Violences et dénis de droit à l’encontre des migrants.
Communiqué de presse
Communiqué de presse
Alors que le Maroc s’apprête à signer avec l’Union européenne le 7 juin prochain une «déclaration commune sur un partenariat pour la mobilité », qui, on le sait déjà, ne fera que renforcer les inégalités au niveau des frontières entre les heureux élus de la mobilité et les éternels condamnés à rester sur place, les récentes exactions qu’ont subies, une fois encore, un certain nombre de ressortissants d’Afrique subsaharienne résidant au Maroc, font craindre que ce partenariat, illusoire pour la majorité des Marocains, ne se concrétise par une politique de plus en plus xénophobe et discriminatoire vis-à-vis des autres ressortissants africains.

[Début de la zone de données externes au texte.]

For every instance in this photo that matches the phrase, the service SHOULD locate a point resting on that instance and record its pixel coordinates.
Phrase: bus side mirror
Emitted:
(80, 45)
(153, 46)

Le Maroc, qui multiplie les voyages d’affaire en Afrique subsaharienne, continue à traiter avec violence et mépris les ressortissants venus de cette région. Tandis que les naufrages se poursuivent dans les eaux de la Méditerranée, aujourd’hui banalisés tant ils ont été nombreux depuis la création de l’espace Schengen, les migrants qui vivent au Maroc continuent à vivre le calvaire.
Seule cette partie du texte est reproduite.